Hive count(*) query is not invoking mapreduce - hadoop

I have external tables in hive, I am trying to run select count(*) from table_name query but the query returns instantaneously and gives result which is i think already stored. The result returned by query is not correct. Is there a way to force a map reduce job and make the query execute each time.
Note: This behavior is not followed for all external tables but some of them.
Versions used : Hive 0.14.0.2.2.6.0-2800, Hadoop 2.6.0.2.2.6.0-2800 (Hortonworks)

After some finding I have got a method that kicks off MR for counting number of records on orc table.
ANALYZE TABLE 'table name' PARTITION('partition columns') COMPUTE STATISTICS;
--OR
ANALYZE TABLE 'table name' COMPUTE STATISTICS;
This is not a direct alternative for count(*) but provides latest count of records in the table.
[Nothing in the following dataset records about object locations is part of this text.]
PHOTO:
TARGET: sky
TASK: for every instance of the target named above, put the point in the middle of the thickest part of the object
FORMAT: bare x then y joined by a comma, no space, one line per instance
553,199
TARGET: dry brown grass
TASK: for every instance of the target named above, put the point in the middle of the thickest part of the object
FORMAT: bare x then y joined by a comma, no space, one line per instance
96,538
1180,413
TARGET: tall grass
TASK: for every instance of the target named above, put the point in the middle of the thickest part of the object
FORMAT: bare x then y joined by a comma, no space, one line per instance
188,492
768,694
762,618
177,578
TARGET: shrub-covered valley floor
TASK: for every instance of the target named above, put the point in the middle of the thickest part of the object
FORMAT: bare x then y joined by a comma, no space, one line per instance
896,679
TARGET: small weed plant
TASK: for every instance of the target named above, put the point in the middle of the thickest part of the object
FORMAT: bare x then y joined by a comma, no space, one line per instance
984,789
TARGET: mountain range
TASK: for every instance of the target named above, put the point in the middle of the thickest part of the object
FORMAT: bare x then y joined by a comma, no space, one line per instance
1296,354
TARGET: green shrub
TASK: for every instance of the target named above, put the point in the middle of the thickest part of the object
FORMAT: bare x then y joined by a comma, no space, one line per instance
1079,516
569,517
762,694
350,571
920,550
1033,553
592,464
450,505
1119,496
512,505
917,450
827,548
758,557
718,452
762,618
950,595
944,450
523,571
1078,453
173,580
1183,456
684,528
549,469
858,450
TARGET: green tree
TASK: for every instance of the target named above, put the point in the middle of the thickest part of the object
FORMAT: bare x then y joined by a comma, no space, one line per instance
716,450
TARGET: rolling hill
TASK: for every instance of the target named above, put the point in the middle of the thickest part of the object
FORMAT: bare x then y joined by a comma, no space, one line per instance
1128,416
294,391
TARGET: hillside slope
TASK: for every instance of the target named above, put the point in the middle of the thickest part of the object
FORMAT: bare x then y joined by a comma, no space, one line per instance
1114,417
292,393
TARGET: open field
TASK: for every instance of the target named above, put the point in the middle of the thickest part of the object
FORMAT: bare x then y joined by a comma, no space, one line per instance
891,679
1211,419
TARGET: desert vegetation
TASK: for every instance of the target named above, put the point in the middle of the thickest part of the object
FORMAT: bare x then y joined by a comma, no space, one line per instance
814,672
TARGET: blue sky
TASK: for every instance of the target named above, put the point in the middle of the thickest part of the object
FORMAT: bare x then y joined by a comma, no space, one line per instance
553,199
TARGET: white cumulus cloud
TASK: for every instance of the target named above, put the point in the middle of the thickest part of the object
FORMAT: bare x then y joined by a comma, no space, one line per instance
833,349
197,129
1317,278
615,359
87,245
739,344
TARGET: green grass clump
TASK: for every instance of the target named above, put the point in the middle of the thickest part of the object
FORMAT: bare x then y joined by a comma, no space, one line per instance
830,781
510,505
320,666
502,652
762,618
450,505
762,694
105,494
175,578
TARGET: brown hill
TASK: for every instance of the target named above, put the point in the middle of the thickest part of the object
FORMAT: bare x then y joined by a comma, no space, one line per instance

Doing a wc -l on ORC data won't give you an accurate result, since the data is encoded. This would work if the data was stored in a simple text file format with one row per line.
Hive does not need to launch a MapReduce for count(*) of an ORC file since it can use the ORC metadata to determine the total count.
Use the orcfiledump command to analyse ORC data from the command line
https://cwiki.apache.org/confluence/display/Hive/LanguageManual+ORC#LanguageManualORC-ORCFileDumpUtility

From personal experience, COUNT(*) on an ORC table usually returns wrong figures -- i.e. it returns the number of rows on the first data file only. If the table was fed by multiple INSERTs then you are stuck.
With V0.13 you could fool the optimizer into running a dummy M/R job by adding a dummy "where 1=1" clause -- takes much longer, but actually counts the rows.
With 0.14 the optimizer got smarter, you must add a non-deterministic clause e.g. "where MYKEY is null". Assuming that MYKEY is a String, otherwise the "is null" clause may crash your query -- another ugly ORC bug.
By the way, a SELECT DISTINCT on partition key(s) will also return wrong results -- all existing partitions will be shown, even the empty ones. Not specific to ORC this time.

please try the below :
hive>set hive.fetch.task.conversion=none in your hive session and then trigger select count(*) operation in your hive session to mandate mapreduce

Related

One query runs map reduce, the other does not

I have a table inside hive, I want to fetch all data from it. The problem is that:
select * from tbl;
Gives me very different results than:
select count(*) from tbl;
Why is that? The second query seems to be running hadoop map reduce, the first does not - it simply returns the results. The table is not partitioned or bucketed, it's in the text (csv) format.
When you submit a Hive query, Hive converts a query into one or more stages. Stages could be a MapReduce stage, a sampling stage, a merge stage, a limit stage, or other possible tasks Hive needs to do.
select * from table_name;
This query simply scan the entire table and dump the output on screen, therefore you see the different log output on console.
While select count(*) from table_name just scan the Hive meta_information and put the result from their itself. It also don't run any MapReduce job.
You can run below command on Hive console and you will be able to see the entire information.
hive> describe formatted table_name;
Table Parameters:
COLUMN_STATS_ACCURATE true
numFiles xx
numRows xxxxxxxx
In hadoop, aggregation/conditional/arithmetical operations etc required a processing engine to process and execute the result and therefore whenever you submit this type of job, it internally get translated into a MapReduce program, the MapReduce program gets executed on behalf of the query and produce its result to hive and Hive display on your screen and therefore you see a different result.
You can put the EXPLAIN keyword in front of the query to see the query plan and other information.
Please refer Programming Hadoop Book, Chapter 10 to know more about use of Hive EXPLAIN features.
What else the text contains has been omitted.